The King case dates back to 2008 and involves 13 plaintiffs from eight families who cared for their disabled child or spouse without being paid between 2002 and 2012.
Their case was due to be heard in the High Court next year, but has been settled this week.
Peter Ray broke his neck and became a tetraplegic 49 years ago.
His partner Rosemary McDonald has been his full-time carer for 20 years.
He said the confidential settlement recently reached between themselves and the Ministry of Health is a start, but he was still frustrated.
"We're three quarters of the way there," Mr Ray said.
"They've got to change it so family carers are treated like any other carer.
"Because I'm tired of the bullshit, reading their documents about the disabled person being put in the centre, giving them choice, independence, rah rah and it never happens."
Ms McDonald has never received a wage for looking after him, and they have been living off the supported living payment from Work and Income and his pension.
Mr Ray said the payout would help them, but it would not change what was wrong with the system.
"Rosemary won't get paid. She hasn't had the chance to save or have a Kiwisaver... anything like that. It's heart-breaking and soul-destroying cause you know other people are getting it (but) you aren't."
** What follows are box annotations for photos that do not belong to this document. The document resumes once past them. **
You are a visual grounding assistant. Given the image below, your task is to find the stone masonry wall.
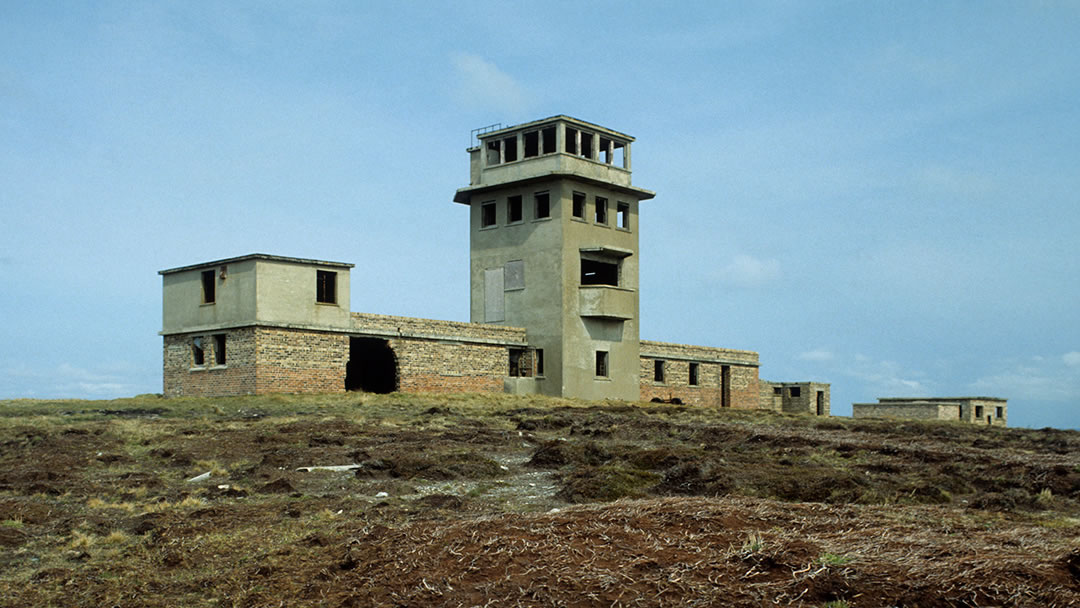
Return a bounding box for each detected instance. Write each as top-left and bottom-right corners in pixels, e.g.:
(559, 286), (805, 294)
(255, 327), (349, 394)
(162, 327), (256, 397)
(352, 312), (525, 346)
(639, 340), (760, 409)
(389, 338), (510, 393)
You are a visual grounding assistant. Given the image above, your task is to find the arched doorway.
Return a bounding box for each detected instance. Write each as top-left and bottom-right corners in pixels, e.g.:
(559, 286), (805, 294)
(345, 338), (397, 393)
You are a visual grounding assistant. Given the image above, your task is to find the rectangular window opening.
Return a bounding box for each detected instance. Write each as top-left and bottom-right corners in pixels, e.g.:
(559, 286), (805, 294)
(611, 141), (626, 168)
(510, 349), (532, 378)
(202, 270), (217, 303)
(480, 201), (496, 228)
(315, 270), (337, 303)
(502, 135), (517, 163)
(191, 338), (206, 367)
(540, 126), (555, 154)
(581, 131), (593, 159)
(214, 334), (225, 365)
(507, 194), (524, 224)
(563, 127), (578, 154)
(596, 351), (608, 378)
(573, 192), (585, 219)
(532, 192), (551, 219)
(485, 139), (502, 166)
(525, 131), (540, 159)
(596, 197), (607, 224)
(581, 258), (619, 287)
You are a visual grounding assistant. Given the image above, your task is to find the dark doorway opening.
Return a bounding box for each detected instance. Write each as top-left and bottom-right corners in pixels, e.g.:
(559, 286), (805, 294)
(345, 338), (397, 393)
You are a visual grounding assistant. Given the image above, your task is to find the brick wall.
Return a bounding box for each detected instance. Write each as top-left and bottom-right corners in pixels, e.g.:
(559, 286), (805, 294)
(162, 327), (256, 396)
(352, 312), (525, 346)
(255, 327), (349, 394)
(638, 340), (760, 409)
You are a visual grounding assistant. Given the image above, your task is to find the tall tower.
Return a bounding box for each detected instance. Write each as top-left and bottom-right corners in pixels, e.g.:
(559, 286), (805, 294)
(454, 116), (654, 401)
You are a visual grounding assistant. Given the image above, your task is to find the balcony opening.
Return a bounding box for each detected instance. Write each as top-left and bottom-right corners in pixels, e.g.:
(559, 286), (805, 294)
(581, 258), (619, 287)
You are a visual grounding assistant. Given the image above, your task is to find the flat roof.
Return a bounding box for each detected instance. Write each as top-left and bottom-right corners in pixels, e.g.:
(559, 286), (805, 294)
(158, 254), (356, 274)
(476, 114), (634, 143)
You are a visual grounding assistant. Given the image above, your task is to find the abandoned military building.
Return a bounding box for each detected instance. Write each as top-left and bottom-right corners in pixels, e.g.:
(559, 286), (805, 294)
(160, 116), (997, 427)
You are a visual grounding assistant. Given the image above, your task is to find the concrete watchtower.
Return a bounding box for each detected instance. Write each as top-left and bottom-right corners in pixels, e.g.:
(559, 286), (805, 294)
(454, 116), (654, 400)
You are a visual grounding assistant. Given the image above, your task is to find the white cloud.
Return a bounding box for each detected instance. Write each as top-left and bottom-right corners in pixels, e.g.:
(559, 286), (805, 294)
(798, 349), (836, 362)
(453, 53), (528, 116)
(718, 254), (780, 287)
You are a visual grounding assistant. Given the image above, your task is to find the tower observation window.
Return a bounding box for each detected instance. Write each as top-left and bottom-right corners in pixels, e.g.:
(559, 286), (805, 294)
(581, 258), (619, 287)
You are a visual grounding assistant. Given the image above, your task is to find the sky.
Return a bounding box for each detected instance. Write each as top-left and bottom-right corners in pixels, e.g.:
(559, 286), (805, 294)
(0, 0), (1080, 429)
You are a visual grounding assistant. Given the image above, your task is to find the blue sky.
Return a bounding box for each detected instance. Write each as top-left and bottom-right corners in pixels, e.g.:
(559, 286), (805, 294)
(0, 1), (1080, 429)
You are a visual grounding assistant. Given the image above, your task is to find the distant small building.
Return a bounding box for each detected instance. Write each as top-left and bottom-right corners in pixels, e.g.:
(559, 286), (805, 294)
(851, 397), (1009, 427)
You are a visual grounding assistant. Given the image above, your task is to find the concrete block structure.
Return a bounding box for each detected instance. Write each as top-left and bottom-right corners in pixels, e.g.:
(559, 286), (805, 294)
(160, 116), (828, 416)
(851, 397), (1009, 427)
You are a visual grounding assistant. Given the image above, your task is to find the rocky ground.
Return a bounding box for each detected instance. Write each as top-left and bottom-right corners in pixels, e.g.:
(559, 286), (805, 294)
(0, 394), (1080, 608)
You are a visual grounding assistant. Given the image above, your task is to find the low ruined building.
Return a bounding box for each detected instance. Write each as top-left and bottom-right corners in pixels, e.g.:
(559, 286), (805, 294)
(161, 116), (828, 408)
(851, 397), (1009, 427)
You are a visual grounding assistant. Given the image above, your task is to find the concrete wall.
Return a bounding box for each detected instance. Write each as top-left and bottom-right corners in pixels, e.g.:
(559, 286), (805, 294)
(638, 340), (759, 409)
(161, 254), (352, 334)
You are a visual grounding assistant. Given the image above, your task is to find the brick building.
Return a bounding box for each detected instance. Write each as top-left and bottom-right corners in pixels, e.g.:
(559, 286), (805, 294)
(160, 116), (828, 416)
(851, 397), (1009, 427)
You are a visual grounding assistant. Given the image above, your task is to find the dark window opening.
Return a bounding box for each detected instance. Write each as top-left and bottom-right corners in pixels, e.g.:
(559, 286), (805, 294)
(345, 338), (397, 393)
(615, 201), (630, 230)
(315, 270), (337, 303)
(525, 131), (540, 159)
(202, 270), (217, 303)
(563, 127), (578, 154)
(596, 197), (607, 224)
(581, 258), (619, 287)
(596, 351), (608, 378)
(581, 131), (593, 159)
(502, 135), (517, 163)
(720, 365), (731, 407)
(507, 194), (523, 224)
(600, 137), (613, 164)
(532, 192), (551, 219)
(214, 334), (225, 365)
(191, 338), (206, 367)
(510, 349), (532, 378)
(573, 192), (585, 219)
(487, 139), (502, 165)
(480, 203), (496, 228)
(540, 126), (555, 154)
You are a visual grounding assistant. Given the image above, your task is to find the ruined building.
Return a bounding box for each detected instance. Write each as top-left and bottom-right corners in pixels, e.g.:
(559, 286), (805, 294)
(851, 397), (1009, 427)
(161, 116), (829, 416)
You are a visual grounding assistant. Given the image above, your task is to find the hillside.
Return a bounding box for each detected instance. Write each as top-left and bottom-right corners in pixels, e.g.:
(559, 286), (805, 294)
(0, 394), (1080, 608)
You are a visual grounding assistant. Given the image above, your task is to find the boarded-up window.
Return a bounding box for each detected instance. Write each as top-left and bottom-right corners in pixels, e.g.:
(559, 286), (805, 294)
(502, 259), (525, 292)
(484, 268), (507, 323)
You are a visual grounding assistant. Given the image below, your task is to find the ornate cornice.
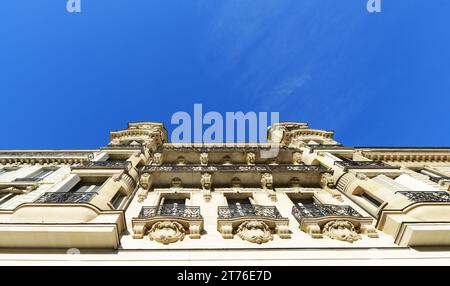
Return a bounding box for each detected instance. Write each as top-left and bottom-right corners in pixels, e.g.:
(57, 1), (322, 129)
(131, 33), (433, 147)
(141, 165), (332, 173)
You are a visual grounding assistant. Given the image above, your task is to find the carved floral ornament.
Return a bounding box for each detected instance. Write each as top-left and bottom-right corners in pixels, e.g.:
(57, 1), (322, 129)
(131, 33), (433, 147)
(322, 220), (361, 242)
(148, 220), (186, 244)
(153, 153), (162, 165)
(246, 152), (256, 165)
(236, 220), (273, 244)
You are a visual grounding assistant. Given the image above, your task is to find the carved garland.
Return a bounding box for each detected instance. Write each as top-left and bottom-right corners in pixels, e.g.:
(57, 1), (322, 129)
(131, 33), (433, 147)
(236, 220), (273, 244)
(148, 220), (185, 244)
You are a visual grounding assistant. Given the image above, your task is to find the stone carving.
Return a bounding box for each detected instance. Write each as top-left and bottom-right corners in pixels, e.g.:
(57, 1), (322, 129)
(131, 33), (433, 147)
(139, 173), (152, 190)
(289, 136), (306, 148)
(322, 220), (361, 242)
(222, 156), (231, 165)
(320, 173), (344, 202)
(148, 220), (185, 244)
(170, 177), (183, 189)
(153, 153), (162, 165)
(261, 173), (277, 202)
(356, 173), (369, 181)
(289, 177), (300, 188)
(231, 177), (241, 188)
(247, 152), (256, 165)
(236, 220), (273, 244)
(177, 156), (186, 165)
(200, 173), (211, 201)
(137, 173), (152, 203)
(261, 173), (273, 190)
(292, 152), (303, 165)
(200, 153), (208, 166)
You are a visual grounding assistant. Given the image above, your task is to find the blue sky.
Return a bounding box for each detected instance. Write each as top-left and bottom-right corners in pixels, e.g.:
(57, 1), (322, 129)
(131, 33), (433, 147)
(0, 0), (450, 149)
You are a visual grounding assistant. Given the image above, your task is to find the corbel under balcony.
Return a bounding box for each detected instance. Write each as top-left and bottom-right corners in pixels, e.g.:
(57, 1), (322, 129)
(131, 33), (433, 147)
(217, 205), (291, 244)
(132, 205), (203, 244)
(292, 204), (378, 242)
The government's Funded Family Care policy was introduced in 2013 after successful court cases taken by those who care for disabled family members.
It has been a costly exercise, with the series of cases costing the Crown at least $2.6 million. The Crown has lost all three cases.
Jane Carrigan is a disability advocate who was involved in one of those cases.
She said while the settlement was good news for the handful of families involved, there were still hundreds receiving nothing.
"Unfortunately it continues to leave approximately 1600 other families out there who also care for high and very high needs adult children in the home, to continue to be on the receiving end of unlawful conduct from the Ministry of Health in the application of the Funded Family Care policy."
Ms McDonald said the current system did not acknowledge the burden that unpaid work placed on a family.
"When you know that your disability and your need for support is keeping your most trusted carer out of the paid workforce and quite often is on a benefit, you do not have the dignity of paid work, which is important," she said.
"That can be a real burden for the disabled person."
Despite resolving this matter, the Crown still faces another court case next year, where it will have to defend its policy of requiring severely disabled people to employ their parents as caregivers.